Greenwashing

Greenwashing dans le textile : « Les labels ont seulement pour but d’assurer le minimum »

Greenwashing

par Maÿlis Dudouet

L’industrie textile n’échappe pas au greenwashing. Pour lutter contre les dérives, militants et associatifs agissent pour informer face à un océan de labels et d’étiquettes aux fondements parfois douteux.

Comment s’habiller sans polluer la planète ? Dans le secteur du textile comme ailleurs, les consommateurs font aujourd’hui face à une multitude de labels censés attester de l’écoresponsabilité des fabricants. Mais comment distinguer les véritables certificats du pur greenwashing ?

« Il n’y a jamais eu autant de labels et pour autant, l’impact de l’industrie textile sur l’environnement n’a jamais été aussi fort, note Pierre Condamine, chargé de campagne au sein de l’ONG Les Amis de la Terre. Sur le papier, un label est une feuille de route censée guider les producteurs et les consommateurs de vêtements vers des méthodes de production respectant un cahier des charges précis.

Mais il faut différencier les labels publics, qui font l’objet de certifications de l’État ou de l’Union européenne, des labels privés financés par des entreprises, ou encore des labels indépendants qui peuvent être rattachés à une ONG. « Les labels participent énormément au greenwashing, critique Pierre Condamine.

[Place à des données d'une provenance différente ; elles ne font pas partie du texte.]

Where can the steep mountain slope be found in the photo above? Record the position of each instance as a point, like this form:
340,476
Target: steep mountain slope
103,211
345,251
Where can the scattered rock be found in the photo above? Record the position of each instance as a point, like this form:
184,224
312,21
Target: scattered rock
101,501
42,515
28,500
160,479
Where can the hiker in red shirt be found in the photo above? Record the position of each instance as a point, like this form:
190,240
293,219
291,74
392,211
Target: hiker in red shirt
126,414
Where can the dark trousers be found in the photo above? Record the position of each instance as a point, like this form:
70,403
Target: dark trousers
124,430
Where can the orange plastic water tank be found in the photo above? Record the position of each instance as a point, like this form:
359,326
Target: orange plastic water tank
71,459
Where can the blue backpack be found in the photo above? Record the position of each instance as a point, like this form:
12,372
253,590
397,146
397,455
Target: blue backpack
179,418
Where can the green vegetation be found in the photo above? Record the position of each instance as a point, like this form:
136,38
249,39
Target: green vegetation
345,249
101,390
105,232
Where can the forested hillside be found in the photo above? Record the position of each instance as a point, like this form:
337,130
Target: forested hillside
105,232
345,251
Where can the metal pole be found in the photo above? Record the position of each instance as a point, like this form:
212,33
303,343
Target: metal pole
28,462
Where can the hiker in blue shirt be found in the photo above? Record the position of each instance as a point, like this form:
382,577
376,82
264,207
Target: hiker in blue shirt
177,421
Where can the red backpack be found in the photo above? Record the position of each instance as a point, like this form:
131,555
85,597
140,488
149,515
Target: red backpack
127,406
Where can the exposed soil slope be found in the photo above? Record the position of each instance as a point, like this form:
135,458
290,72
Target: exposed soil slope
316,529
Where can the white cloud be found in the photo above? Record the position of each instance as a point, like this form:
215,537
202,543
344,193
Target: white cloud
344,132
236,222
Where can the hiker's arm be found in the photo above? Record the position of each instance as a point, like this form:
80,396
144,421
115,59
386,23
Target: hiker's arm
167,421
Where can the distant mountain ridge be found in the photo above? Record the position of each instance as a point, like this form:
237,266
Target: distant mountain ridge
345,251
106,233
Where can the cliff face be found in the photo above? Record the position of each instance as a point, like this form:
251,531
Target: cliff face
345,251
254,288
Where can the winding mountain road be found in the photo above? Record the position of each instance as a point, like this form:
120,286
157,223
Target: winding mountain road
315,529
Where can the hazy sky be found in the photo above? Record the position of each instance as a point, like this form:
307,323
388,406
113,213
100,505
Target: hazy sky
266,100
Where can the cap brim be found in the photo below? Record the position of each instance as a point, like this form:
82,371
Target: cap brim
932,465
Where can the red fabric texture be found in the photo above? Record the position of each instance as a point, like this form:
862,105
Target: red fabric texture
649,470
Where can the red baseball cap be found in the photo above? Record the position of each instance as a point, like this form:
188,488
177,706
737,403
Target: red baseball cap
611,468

Aujourd’hui, en Europe, trois produits sur quatre ont une revendication verte, mais la moitié de ces mentions sont vagues, peuvent amener à confusion et ne se basent au final sur rien de concret. »

Des labels pour « assurer le minimum »

Dans un rapport publié en 2019, le réseau d’ONG Clean Clothes Campaign dénonce aussi comment « l’industrie de l’audit social a échoué de manière spectaculaire dans sa mission de protection de la sécurité des travailleurs et d’amélioration des conditions de travail ». Pire, ces cabinets d’audit financés par les entreprises auraient « protégé l’image et la réputation des marques et de leurs modèles commerciaux, tout en faisant obstacle à des modèles plus efficaces qui incluent une transparence obligatoire et des engagements contraignants ».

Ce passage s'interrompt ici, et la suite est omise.